L’ordinanza con la quale il giudice, previa convocazione di tutti gli interessati, dispone la separazione in natura della quota spettante al debitore è emessa senza che si svolga una fase contenziosa; trattandosi di un provvedimento a contenuto divisorio, la legittimazione a richiederla spetta, oltre che al creditore pignorante ed ai creditori intervenuti muniti di titolo esecutivo, ai contitolari, dovendosi escludere che sia legittimato il debitore contro il quale si procede esecutivamente.

“La separazione può, tuttavia, essere ordinata solo sull’accordo di tutti i contitolari – sottolinea ancora l’avvocato Sposato – poiché le esigenze di celerità del processo esecutivo non possono privare i comproprietari delle garanzie giurisdizionali del processo divisorio. Con l’accordo delle parti si può acconsentire che al debitore sia attribuita una somma di dena ro in sostituzione della porzione del bene corrispondente alla sua quota. Contro il provvedimento di separazione emesso dal giudice, il contitolare non debitore può proporre opposizione di terzo, se il provvedimento viola un suo diritto sul bene indiviso”.

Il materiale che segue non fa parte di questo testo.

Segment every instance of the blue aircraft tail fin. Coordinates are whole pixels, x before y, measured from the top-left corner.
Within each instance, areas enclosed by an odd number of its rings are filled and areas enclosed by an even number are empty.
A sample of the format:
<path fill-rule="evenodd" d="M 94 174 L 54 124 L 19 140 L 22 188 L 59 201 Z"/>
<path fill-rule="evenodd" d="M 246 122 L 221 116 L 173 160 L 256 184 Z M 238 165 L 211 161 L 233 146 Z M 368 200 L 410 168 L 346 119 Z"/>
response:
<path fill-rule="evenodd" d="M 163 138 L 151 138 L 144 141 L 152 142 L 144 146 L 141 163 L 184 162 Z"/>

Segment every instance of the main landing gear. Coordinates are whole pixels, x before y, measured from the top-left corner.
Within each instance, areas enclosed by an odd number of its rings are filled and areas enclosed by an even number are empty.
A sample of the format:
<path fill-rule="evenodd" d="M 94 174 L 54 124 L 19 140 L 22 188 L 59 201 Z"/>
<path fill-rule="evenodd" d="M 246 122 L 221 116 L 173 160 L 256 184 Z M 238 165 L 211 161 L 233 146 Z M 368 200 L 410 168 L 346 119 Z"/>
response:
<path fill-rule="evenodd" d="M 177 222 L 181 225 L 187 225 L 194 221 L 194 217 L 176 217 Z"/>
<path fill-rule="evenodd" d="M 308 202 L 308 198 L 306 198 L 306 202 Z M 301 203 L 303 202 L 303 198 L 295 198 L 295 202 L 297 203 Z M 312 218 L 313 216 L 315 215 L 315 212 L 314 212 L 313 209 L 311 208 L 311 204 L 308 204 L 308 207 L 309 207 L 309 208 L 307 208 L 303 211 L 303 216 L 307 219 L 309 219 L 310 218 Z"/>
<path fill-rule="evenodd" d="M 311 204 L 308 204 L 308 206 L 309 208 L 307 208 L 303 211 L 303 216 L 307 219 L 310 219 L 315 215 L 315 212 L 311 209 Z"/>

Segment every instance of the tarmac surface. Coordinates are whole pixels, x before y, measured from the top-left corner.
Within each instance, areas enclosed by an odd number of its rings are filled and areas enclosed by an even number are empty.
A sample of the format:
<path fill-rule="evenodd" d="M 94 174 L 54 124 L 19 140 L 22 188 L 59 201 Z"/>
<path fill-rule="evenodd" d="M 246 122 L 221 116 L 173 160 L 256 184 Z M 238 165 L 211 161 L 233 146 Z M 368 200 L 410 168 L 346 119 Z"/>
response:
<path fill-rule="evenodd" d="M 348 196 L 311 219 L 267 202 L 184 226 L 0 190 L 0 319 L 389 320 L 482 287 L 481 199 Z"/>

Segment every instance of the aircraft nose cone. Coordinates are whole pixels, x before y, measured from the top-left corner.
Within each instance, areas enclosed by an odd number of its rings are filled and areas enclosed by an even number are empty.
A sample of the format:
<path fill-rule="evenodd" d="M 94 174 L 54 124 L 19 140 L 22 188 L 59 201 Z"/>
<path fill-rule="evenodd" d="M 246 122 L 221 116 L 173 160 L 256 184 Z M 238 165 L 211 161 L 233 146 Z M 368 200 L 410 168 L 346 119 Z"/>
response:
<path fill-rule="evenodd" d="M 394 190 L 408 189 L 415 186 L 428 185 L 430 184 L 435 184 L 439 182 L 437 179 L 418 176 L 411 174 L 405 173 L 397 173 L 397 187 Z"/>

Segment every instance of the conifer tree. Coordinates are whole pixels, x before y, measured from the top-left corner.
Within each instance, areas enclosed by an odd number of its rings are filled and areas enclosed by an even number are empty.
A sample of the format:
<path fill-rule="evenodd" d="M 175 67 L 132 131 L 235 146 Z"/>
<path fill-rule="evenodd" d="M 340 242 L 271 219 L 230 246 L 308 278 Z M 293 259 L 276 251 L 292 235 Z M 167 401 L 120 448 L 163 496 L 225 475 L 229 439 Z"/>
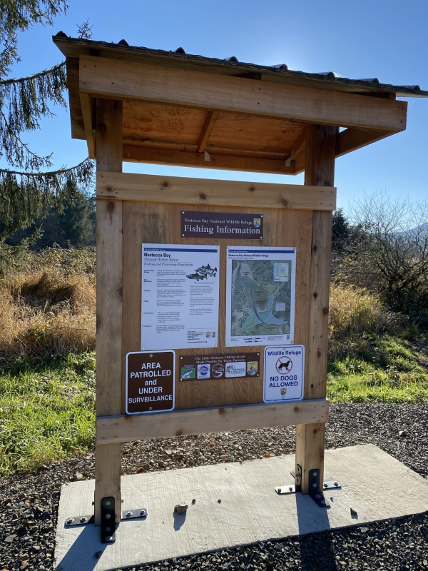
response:
<path fill-rule="evenodd" d="M 65 0 L 0 0 L 0 273 L 6 261 L 19 255 L 5 241 L 19 228 L 30 226 L 51 207 L 61 212 L 79 186 L 91 182 L 93 164 L 86 158 L 76 166 L 54 169 L 52 154 L 43 156 L 22 138 L 25 131 L 40 128 L 40 120 L 52 116 L 51 106 L 65 106 L 65 62 L 28 77 L 10 77 L 12 64 L 20 60 L 19 31 L 34 24 L 51 24 L 66 12 Z M 21 248 L 28 246 L 24 242 Z"/>

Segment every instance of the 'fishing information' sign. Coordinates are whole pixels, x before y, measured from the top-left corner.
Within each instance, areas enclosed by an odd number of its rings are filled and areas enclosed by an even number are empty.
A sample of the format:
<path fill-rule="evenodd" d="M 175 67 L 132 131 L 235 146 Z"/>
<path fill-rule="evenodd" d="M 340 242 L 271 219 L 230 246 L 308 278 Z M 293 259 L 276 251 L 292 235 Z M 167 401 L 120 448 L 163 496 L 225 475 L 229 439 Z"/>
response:
<path fill-rule="evenodd" d="M 265 348 L 265 403 L 301 400 L 303 398 L 305 347 L 302 345 Z"/>
<path fill-rule="evenodd" d="M 136 351 L 126 355 L 126 414 L 172 410 L 174 351 Z"/>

Il Giudice non effettua la scelta secondo criteri di opportunità e convenienza, bensì sulla base di un giudizio prognostico in ordine alle possibilità di vendere la quota indivisa. Qualora dopo il primo esperimento di vendita il prezzo scenda al di sotto del valore di stima della quota, così denunciando un errore di valutazione, è ipotizzabile che possa disporre il giudizio di divisione, con revoca del precedente provvedimento, anche ad istanza di parte, la quale potrebbe impugnare l’eventuale diniego con opposizione agli atti esecutivi. In questa prospettiva è possibile anche l’assegnazione ad un creditore che abbia presentato istanza fino a 10 giorni. prima dell’incanto a norma dell’art. 588 del codice di procedura civile, così come è praticabile la nomina di un amministratore giudiziario, secondo il disposto di cui all’ art. 592 dello stesso codice di rito. “E’ importante sottolineare, infine, che la Suprema Corte – conclude l’avvocato Sposato – ha ritenuto che l’ordinanza con la quale il giudice dispone procedersi alla vendita della quota indivisa spettante al debitore esecutato non può essere immediatamente impugnata con ricorso straordinario per Cassazione a norma dell’art. 111 della Costituzione, neppure dal proprietario non debitore, trattandosi di atto revocabile dal Giudice che lo ha emesso e impugnabile soltanto con l’opposizione agli atti esecutivi”.